See the layers of sediments in the first of these 2 photos? They were deposited on a memorably bad day. These sediments come from a cave found on the edge of the island of Sumatra, and all of that sand and silt above the scouring layer was deposited on December 26, 2004; the date of the great Sumatran Earthquake and tsunami.
Those sediments were deposited by the tsunami, but they’re not the only tsunami remnants in this cave. This cave sits very near the shoreline and until recent uplift it was actually underwater, so it has taken multiple hits from tsunami waves over the last few thousand years. This cave was discovered a few years ago by scientists from Nanyang Technological University in Singapore and using results from this cave they have constrained the behavior of the Sumatran megathrust going back nearly 10,000 years.
The modern tsunami wave has an erosional scour at its base and the sediments just below it are 2900 years old – probably the date the cave was uplifted out of the water. The tsunami waves in 2004 entered the cave in pulses and dropped sand in layers on the surface. After trenching at this site, the scientists found 11 similar sand deposits in the sequence at this site. Each of them has thin layers of fine marine silt and clay in-between, showing that the sequence was a rapid deposition of sand followed by a long period of slow sedimentation.

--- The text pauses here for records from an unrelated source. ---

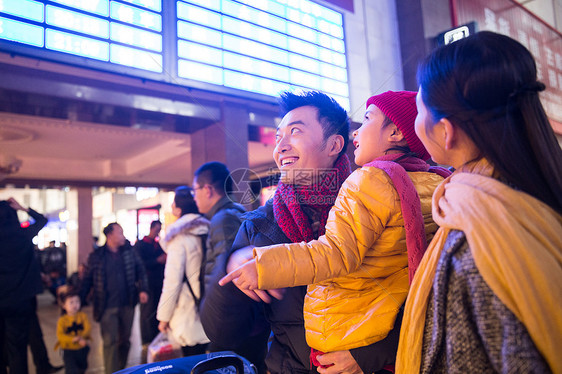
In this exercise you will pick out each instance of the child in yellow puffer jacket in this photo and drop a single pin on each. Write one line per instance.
(73, 334)
(359, 271)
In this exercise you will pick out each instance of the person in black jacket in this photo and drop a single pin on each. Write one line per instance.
(118, 279)
(20, 282)
(154, 260)
(211, 185)
(312, 170)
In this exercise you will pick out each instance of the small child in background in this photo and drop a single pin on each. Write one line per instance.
(73, 334)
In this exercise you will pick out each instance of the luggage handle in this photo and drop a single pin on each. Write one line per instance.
(217, 363)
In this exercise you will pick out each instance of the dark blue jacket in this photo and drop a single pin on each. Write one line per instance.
(135, 277)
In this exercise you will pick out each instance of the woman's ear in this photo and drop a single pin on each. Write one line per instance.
(335, 144)
(449, 134)
(396, 135)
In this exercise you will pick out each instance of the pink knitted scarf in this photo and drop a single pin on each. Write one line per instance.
(321, 196)
(409, 201)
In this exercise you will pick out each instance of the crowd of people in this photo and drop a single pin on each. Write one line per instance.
(402, 266)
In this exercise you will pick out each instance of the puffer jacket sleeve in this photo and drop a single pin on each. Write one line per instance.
(359, 216)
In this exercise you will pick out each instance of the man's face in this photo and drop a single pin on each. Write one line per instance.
(202, 196)
(156, 230)
(300, 148)
(116, 236)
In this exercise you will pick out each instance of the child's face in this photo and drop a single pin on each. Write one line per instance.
(71, 305)
(371, 140)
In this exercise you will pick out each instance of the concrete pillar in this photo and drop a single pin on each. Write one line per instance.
(85, 243)
(79, 227)
(225, 141)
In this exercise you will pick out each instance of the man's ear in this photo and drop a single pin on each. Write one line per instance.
(335, 144)
(396, 135)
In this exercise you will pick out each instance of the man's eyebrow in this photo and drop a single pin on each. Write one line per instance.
(299, 122)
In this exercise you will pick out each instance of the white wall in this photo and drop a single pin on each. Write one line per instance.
(373, 52)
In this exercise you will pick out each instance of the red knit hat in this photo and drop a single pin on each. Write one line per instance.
(400, 107)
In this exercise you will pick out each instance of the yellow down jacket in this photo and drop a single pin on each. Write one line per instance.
(358, 271)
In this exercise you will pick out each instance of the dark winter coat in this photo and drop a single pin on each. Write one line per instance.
(95, 278)
(19, 269)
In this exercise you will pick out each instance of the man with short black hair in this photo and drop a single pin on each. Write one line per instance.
(211, 185)
(310, 154)
(119, 281)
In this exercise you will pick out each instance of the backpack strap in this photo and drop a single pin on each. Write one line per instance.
(196, 299)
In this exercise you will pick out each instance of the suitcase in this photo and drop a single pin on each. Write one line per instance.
(225, 362)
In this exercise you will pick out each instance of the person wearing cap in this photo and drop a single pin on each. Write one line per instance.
(376, 234)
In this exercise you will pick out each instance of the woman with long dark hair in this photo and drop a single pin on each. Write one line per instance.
(178, 312)
(20, 282)
(486, 297)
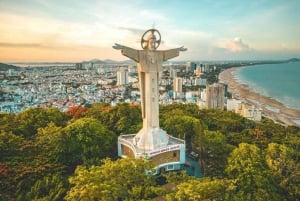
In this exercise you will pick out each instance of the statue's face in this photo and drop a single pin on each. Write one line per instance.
(151, 45)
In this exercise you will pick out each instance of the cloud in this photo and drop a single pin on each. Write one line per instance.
(235, 45)
(20, 45)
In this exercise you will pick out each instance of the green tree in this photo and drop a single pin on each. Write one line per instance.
(124, 179)
(32, 119)
(85, 141)
(204, 189)
(122, 118)
(9, 144)
(214, 152)
(279, 160)
(253, 180)
(183, 127)
(50, 187)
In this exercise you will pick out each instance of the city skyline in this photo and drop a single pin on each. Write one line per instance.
(68, 31)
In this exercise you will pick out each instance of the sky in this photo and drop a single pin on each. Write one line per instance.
(75, 31)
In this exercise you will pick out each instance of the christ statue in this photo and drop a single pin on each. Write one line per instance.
(149, 64)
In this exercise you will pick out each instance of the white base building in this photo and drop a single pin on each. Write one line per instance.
(167, 153)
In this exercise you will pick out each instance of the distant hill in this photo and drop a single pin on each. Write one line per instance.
(109, 61)
(293, 60)
(6, 67)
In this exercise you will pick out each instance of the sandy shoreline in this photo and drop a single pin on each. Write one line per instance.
(271, 108)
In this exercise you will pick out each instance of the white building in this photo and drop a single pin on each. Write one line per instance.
(215, 96)
(232, 104)
(249, 112)
(177, 87)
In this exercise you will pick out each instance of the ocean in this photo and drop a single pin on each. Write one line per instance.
(278, 81)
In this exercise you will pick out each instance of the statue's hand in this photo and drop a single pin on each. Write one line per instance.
(118, 46)
(182, 48)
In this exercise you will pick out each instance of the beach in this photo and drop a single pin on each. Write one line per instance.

Each of these 11 sand deposits represents a tsunami wave. The scientists carbon dated the layer at the bottom of their trench and found it to be 7400 years old, giving a recurrence interval of 450 years between 7400 and 2900 years ago.
That average would seem to be a statement of how often the fault breaks, but the scientists looking at the layers also found that average number to be almost meaningless – the fault doesn’t care about the average. They found that several thin layers of sand were packed close together, with as many as 3 smaller tsunamis within a 100 year period and as long as 2200 years of no sand deposits after one of the largest tsunami waves.
There are other geologic records around the Indian Ocean like this showing repeating tsunami waves, but none has as many waves recorded as this site and none of them are detailed enough to show the clustering. This site indicates that the Sumatran fault sometimes breaks in small earthquakes that trigger small tsunami waves and then occasionally breaks in a rupture like 2004 where it produces a major wave. Although there are only a couple examples in this cave, it is after big events like the 2004 quake where the fault is quiet for over a thousand years; so one possible interpretation is that the Sumatran fault may take centuries or millennia to produce major waves again.
This behavior is similar to the behavior observed at the Cascadia Megathrust off of Oregon, Washington, and British Columbia. Evidence from landslides and turbidites off the coast suggests that the fault there may break in a rupture that triggers a magnitude 8 earthquake and tsunami waves, but then occasionally the entire fault breaks, triggering a massive magnitude 9+ quake and much larger wave (https://tmblr.co/Zyv2Js29RKOmF).
There are often press reports saying a fault is “overdue” based on analyses of how often the fault moves on average, but these types of studies show that type of calculation just doesn’t express the way major faults move. The size of the quakes and size of the fault that breaks changes over time, and the exact future behavior is extremely difficult to predict.
The Sumatran fault is guaranteed to produce another large quake and tsunami. It could be thousands of years, or it could literally be less than 100 years. The best guess from this cave is that the huge 2004 rupture means it will be millennia before it goes again, but that's not the lesson of this cave. There are areas in the cave with 3 quakes in less than 100 years, and we don’t know for certain there won’t be another one soon.
Rather than measuring a recurrence interval, the lesson of this cave is that these megathrusts are very complicated and we’ve only seen the tiniest window of their history, so if the fault decided to release another quake and tsunami 20 years from now or 2000 years from now, humans in the area can’t be surprised. That lesson isn’t one for just this site either; it’s a lesson for faults around the world.